Science and Engineering Practices

This resource is explicitly designed to build towards this science and engineering practice.

Comments about Including the Science and Engineering Practice
The third and final activity, "Exercise 3", provides the opportunity to students to analyze real water quality, tide, and wind data to find the short-term changes associated with jubilee events. The data for three different dates and provided in graph form. Students organize the data in a "Data Log" and make a conclusion on which days a jubilee has occurred. The teacher should guide the students on how to read the graphs for a minimum of one of the three days, depending on the needs of the students.

This resource is explicitly designed to build towards this science and engineering practice.

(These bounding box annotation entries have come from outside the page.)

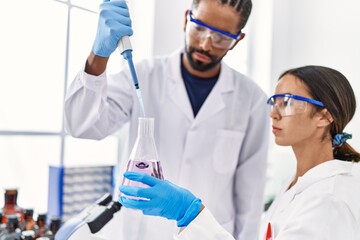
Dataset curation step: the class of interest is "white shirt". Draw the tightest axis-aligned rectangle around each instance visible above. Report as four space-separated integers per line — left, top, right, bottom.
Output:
65 49 270 240
177 160 360 240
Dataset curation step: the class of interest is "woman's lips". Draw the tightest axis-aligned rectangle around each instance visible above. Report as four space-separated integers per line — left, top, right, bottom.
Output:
272 126 281 134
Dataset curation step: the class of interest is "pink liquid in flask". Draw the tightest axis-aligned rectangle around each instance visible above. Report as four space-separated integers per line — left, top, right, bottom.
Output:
121 159 164 200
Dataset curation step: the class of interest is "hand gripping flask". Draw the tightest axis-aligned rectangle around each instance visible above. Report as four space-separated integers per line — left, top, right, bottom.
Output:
122 117 164 195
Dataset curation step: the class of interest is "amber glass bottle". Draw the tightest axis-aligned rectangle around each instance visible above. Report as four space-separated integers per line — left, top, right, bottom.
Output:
2 189 24 223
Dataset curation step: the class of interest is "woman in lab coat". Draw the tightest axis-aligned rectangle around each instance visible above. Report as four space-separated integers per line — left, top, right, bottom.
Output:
120 66 360 240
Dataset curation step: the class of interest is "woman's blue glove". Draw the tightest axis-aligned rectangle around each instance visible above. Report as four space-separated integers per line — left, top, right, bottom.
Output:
119 172 202 227
92 0 133 57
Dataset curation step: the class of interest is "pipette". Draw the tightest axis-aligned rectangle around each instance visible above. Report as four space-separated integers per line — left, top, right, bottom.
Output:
118 36 145 116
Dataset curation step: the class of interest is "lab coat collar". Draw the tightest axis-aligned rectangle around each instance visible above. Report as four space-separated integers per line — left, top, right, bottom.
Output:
166 49 235 124
293 159 353 195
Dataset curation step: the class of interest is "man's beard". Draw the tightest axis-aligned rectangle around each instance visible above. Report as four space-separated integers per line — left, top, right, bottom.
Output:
186 46 224 72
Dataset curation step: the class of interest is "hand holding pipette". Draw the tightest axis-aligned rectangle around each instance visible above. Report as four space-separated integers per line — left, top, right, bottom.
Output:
92 0 133 57
92 0 145 116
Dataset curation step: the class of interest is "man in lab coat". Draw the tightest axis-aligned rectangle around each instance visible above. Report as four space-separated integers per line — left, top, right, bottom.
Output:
65 0 269 240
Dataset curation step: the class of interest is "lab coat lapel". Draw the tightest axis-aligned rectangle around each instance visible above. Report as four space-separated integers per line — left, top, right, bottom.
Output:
167 52 194 121
194 64 235 126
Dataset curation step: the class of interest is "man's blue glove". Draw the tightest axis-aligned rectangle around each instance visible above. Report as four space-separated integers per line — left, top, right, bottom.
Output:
92 0 133 57
119 172 202 227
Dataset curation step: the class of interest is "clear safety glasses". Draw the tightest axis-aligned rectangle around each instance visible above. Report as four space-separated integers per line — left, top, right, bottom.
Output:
186 10 241 49
267 94 324 117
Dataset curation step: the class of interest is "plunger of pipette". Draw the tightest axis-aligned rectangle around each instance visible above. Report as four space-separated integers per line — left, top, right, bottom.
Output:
118 36 145 117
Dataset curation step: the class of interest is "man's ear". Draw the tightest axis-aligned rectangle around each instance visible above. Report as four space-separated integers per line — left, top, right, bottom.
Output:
184 9 190 32
317 108 334 127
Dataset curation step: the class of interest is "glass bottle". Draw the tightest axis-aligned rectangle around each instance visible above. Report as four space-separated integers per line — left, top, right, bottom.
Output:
21 230 35 240
50 217 61 235
0 214 21 240
21 209 38 231
35 214 48 237
122 117 164 192
2 189 24 223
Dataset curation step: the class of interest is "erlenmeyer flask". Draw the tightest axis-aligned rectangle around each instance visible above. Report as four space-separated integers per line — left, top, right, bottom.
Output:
122 117 164 193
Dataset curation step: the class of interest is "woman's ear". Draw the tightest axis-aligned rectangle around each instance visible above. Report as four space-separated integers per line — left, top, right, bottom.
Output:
317 108 334 127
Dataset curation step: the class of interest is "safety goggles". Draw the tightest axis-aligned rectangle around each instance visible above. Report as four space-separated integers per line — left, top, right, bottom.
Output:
186 10 241 49
267 93 324 117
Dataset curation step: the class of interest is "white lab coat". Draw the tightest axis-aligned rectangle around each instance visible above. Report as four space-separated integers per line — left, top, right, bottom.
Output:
65 48 269 240
176 160 360 240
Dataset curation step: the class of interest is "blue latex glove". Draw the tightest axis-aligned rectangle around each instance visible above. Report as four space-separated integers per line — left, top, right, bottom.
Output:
92 0 133 57
119 172 202 227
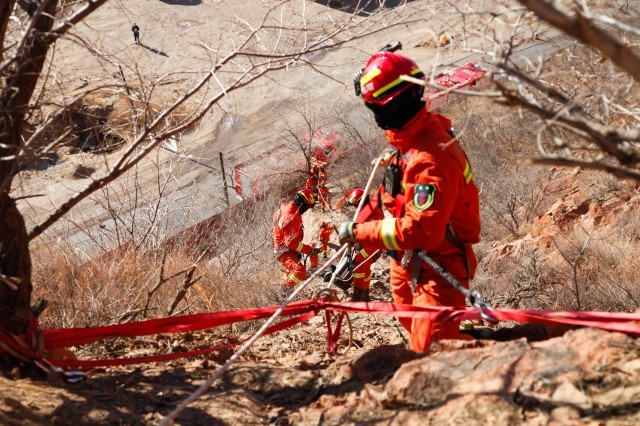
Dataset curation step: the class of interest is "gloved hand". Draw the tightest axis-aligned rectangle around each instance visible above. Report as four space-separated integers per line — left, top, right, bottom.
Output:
353 68 364 96
371 148 396 167
338 222 358 245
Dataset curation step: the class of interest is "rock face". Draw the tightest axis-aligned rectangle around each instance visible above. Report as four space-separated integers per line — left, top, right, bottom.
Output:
294 329 640 425
485 169 640 263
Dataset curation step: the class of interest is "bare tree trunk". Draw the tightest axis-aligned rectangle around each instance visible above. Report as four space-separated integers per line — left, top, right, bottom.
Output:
0 0 58 333
0 193 31 333
0 0 16 62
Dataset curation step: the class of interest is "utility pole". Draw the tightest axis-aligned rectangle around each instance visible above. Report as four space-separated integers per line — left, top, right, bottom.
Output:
218 152 229 207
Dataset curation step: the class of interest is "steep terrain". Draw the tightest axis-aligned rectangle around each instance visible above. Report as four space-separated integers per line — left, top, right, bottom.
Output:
0 0 640 425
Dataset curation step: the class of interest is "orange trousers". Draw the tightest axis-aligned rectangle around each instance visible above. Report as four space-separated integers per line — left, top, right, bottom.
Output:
278 251 307 288
391 254 475 352
353 250 375 290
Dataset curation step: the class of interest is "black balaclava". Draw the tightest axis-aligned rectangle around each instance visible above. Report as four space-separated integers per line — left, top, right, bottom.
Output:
365 85 426 130
293 194 312 214
296 202 311 214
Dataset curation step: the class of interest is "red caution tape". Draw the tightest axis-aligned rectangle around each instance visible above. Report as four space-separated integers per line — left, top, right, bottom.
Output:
7 299 640 368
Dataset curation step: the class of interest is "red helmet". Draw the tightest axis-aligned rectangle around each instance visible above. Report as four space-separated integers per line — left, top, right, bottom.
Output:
360 51 424 105
345 188 364 207
293 188 316 206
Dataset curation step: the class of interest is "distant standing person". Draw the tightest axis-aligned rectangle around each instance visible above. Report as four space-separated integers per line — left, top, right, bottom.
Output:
131 22 140 44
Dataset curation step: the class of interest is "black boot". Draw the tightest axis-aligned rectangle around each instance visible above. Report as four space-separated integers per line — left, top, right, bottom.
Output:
351 287 370 302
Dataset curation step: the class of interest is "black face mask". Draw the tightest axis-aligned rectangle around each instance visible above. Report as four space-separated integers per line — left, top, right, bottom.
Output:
296 202 311 214
365 86 426 130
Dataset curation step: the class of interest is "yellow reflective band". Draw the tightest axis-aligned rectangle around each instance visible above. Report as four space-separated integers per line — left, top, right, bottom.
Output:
370 69 422 98
360 68 382 86
373 78 404 98
380 217 400 250
464 161 473 183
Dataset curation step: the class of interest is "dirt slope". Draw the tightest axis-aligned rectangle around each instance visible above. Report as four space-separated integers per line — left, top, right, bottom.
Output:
5 0 640 425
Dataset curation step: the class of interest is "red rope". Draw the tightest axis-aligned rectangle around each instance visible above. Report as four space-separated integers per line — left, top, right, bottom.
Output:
0 299 640 368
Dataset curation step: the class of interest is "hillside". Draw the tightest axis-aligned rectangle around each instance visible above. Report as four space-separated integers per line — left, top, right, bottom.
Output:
0 0 640 425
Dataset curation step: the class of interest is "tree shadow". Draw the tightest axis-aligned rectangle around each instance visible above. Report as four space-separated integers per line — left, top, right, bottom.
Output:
24 367 225 426
160 0 202 6
140 43 169 58
313 0 414 16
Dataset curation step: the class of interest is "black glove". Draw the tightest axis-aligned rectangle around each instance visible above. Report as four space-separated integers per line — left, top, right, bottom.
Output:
353 68 364 96
338 222 358 245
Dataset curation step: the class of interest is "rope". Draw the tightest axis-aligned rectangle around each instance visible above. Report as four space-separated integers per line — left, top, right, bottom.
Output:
160 244 348 426
417 251 497 322
160 152 382 426
313 287 353 354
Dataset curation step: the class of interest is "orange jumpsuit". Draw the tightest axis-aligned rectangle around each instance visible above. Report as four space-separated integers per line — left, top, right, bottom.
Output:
272 201 312 288
354 109 480 352
304 174 318 193
318 185 331 211
309 223 334 269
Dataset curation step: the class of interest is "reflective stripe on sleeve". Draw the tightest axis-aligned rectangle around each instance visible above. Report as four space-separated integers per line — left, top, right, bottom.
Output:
380 217 400 250
464 161 473 183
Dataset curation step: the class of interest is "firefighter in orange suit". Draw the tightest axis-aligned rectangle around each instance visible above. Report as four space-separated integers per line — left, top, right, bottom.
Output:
318 222 335 257
273 188 320 289
309 222 334 272
338 51 480 352
318 183 331 212
345 188 384 302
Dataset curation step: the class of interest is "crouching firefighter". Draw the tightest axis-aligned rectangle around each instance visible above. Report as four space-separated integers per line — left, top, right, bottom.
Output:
338 47 480 352
273 189 320 290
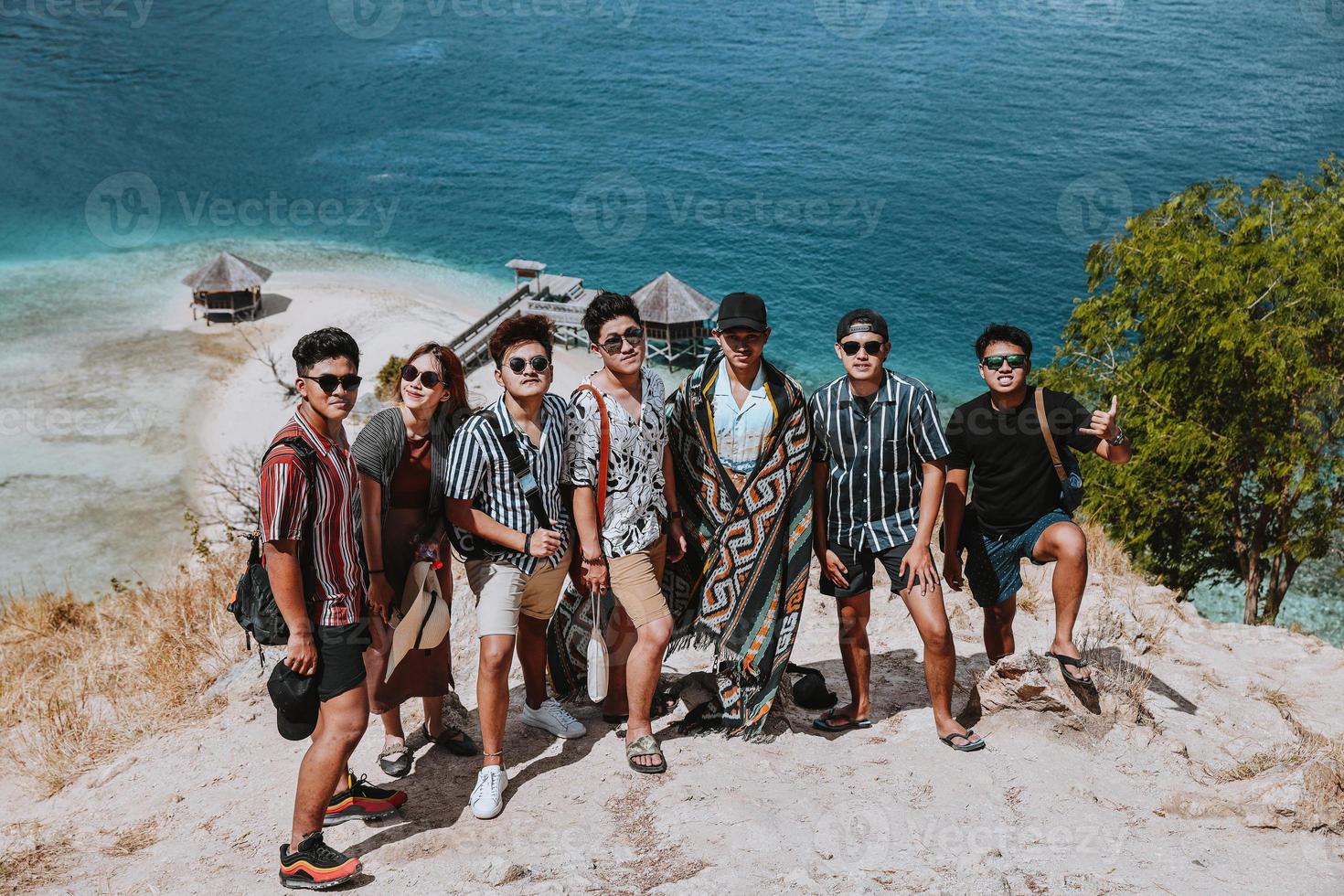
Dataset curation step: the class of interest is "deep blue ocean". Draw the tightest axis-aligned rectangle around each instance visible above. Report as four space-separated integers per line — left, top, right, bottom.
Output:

Comments about Including the Science and Engineering Practice
In the third and final activity, "Exercise 3", student teams share their conclusions with the class. This can be done by student teams creating a display on a whiteboard or poster using a "Claims-Evidence-Reasoning" format, which includes the guiding question, their claim, their evidence, and their justification for the evidence for the jubiliee phenomenon. This should be followed by a "gallery walk" and class discussion. In addition, the teacher may require that students submit their findings in writing for summative assessmen purposes.

Disciplinary Core Ideas

This resource is explicitly designed to build towards this disciplinary core idea.

Comments about Including the Disciplinary Core Idea
This lesson primarily provides the students with the opportunity to learn how the behavior of aquatic animals that live on the bottom of shallow estuarine waters are affected by the non-living factors of water quality, wind speed, and direction, and the tide. However, phytoplankton does play an important role in the occurrences of jubilees as well and their populations are affected by other factors, for example, water pollution. After the completion of the lesson and the basic concepts are understood by the students, the teacher can extend the learning by leading students through a study of the role of phytoplankton, and how agricultural runoff affects their populations, and therefore, the jubilee phenomenon.

Crosscutting Concepts

This resource is explicitly designed to build towards this crosscutting concept.

Comments about Including the Crosscutting Concept
Exercises 1, 2, and 3 give students the opportunity to observe how changes in water quality and weather create changes in an estuarine ecosystem.

This resource is explicitly designed to build towards this crosscutting concept.

Comments about Including the Crosscutting Concept
Exercise 3 provides students the opportunity to use water quality, tide, and weather data to understand how they affect the behavior of benthic estuarine animals.

This resource is explicitly designed to build towards this crosscutting concept.

Comments about Including the Crosscutting Concept
Exercise 3 provides students the opportunity to use graphs, charts, and images to identify patterns in the data.

Resource Quality

  • Alignment to the Dimensions of the NGSS: This lesson utilizes the jubilee phenomenon to weave together the three dimensions of the Next Generation Science Standards provided as the crosscutting concepts, the disciplinary core ideas and the practices are all addressed. This little-known phenomenon (outside of the American South) promotes student thinking about the interactions of biotic and abiotic factors within Mobile Bay estuary.

  • Instructional Supports: The resources for teachers are extensive and well done. Many additional resources for added teacher background or for teachers not familiar with the content are provided as well as an extension activity. Specific rubrics and scoring guidelines are included for each performance task. Key terms, key concepts, learning goals, and questions and possible answers are listed as well. Due to the reading demands of Exercise 1, the teacher will need to provided differentiated instruction for English Language Learners, students with special needs, and students who read well below grade level.

  • Monitoring Student Progress: A formal assessment is provided to administer at the conclusion of the lesson exercises. Answers are provided.

  • Quality of Technological Interactivity: This lesson is not technology based but does engage students with an animation in Exercise 1.